A FORMER Huddersfield University student held by the USA at Guantanamo Bay was today asking the High Court for orders requiring Foreign Secretary Jack Straw to call for his release.

Lawyers for Omar Deghayes and two other British detainees and their families say allegations of torture being practised at the detention camp in Cuba mean the British Government is obliged to act on their behalf.

Mr Deghayes, 37, has been held in solitary confinement without trial for three years.

He was detained in Pakistan and his name was said to be on the FBI's `most wanted' list - but the photo in his file was of a different person, say campaigners on his behalf.

Mr Deghayes is a long-term UK resident, but Foreign Office officials have refused to help secure his release because he does not have British nationality.

The Government says that - as foreign nationals - Mr Deghayes, along with Bisher al-Rawi and Jamil el-Banna have no legal right to the help available to actual British citizens.
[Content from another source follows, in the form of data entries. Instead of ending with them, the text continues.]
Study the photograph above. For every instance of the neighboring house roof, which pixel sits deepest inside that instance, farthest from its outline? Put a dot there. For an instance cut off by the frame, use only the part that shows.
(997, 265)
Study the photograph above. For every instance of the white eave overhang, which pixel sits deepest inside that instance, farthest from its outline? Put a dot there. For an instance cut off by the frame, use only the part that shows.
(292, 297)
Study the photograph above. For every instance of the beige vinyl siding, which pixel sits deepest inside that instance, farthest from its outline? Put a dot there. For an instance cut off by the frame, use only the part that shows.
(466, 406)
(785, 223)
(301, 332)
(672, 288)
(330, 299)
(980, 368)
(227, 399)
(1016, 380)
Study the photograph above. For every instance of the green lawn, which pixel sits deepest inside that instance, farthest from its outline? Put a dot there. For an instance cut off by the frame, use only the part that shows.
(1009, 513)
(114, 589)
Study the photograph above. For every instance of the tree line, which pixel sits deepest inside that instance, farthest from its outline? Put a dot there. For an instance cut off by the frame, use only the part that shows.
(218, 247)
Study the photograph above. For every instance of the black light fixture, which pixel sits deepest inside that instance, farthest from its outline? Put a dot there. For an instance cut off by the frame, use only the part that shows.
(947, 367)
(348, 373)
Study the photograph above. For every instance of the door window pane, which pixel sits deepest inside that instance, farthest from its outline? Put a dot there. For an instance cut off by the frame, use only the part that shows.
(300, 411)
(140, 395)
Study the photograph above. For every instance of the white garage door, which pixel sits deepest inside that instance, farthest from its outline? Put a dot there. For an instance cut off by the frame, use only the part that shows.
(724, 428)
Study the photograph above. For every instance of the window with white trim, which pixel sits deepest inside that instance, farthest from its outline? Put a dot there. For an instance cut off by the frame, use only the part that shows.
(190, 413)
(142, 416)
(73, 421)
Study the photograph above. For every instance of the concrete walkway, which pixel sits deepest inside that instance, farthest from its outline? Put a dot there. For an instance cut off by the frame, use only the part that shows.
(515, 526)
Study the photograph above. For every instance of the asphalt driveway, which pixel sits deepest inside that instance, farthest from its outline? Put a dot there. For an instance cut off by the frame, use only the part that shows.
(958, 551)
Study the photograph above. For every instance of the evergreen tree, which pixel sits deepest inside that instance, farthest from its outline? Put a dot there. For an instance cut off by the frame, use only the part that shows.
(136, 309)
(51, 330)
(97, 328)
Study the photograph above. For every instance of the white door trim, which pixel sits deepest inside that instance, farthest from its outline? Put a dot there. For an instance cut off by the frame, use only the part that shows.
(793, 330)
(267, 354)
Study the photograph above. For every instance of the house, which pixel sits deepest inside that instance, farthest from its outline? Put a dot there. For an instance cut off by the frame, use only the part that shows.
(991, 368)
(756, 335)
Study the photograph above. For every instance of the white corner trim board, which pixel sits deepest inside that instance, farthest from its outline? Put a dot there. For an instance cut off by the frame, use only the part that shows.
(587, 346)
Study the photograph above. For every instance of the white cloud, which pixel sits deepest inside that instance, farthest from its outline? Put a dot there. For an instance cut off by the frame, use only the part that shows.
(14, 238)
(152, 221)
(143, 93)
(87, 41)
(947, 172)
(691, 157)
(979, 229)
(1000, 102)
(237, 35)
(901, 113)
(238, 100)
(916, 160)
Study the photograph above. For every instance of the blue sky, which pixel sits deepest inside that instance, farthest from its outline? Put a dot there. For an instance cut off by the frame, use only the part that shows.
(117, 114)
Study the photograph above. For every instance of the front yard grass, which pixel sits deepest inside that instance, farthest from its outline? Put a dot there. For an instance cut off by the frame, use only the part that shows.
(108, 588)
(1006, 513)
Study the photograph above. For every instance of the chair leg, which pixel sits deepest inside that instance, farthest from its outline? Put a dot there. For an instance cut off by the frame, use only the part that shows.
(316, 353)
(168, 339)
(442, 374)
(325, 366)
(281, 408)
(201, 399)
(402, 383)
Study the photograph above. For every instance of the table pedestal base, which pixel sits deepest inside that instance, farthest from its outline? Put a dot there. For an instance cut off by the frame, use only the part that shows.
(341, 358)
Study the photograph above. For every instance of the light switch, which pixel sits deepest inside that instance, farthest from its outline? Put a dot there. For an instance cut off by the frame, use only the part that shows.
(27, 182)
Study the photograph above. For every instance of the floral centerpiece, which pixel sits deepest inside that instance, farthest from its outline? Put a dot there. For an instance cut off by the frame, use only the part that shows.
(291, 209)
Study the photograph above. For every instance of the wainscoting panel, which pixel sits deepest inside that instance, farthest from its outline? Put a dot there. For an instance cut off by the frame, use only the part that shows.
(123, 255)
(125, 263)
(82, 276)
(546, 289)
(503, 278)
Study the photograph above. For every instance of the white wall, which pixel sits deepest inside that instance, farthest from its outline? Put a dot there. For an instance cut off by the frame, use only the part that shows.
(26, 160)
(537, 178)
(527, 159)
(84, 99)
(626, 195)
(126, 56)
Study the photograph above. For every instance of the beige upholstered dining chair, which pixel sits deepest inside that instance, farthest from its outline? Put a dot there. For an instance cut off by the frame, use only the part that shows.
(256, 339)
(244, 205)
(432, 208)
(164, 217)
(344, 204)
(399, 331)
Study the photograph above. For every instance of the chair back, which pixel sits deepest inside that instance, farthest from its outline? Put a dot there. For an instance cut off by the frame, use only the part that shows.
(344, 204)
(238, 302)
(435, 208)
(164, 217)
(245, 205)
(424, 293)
Mr Justice Collins, who ruled that the case was `arguable' and should go to a full hearing, said that the US idea of what constituted torture "is not the same as ours and doesn't appear to coincide with that of most civilised countries".

Today, Lord Justice Latham and Mr Justice Tugendhat, sitting in London, were considering the full application for judicial review.

The hearing is expected to last three days.

The Government's counsel, Philip Sales, is expected to argue that it is only through the medium of their nationality that persons can seek to enjoy the obligations placed on a state by international law.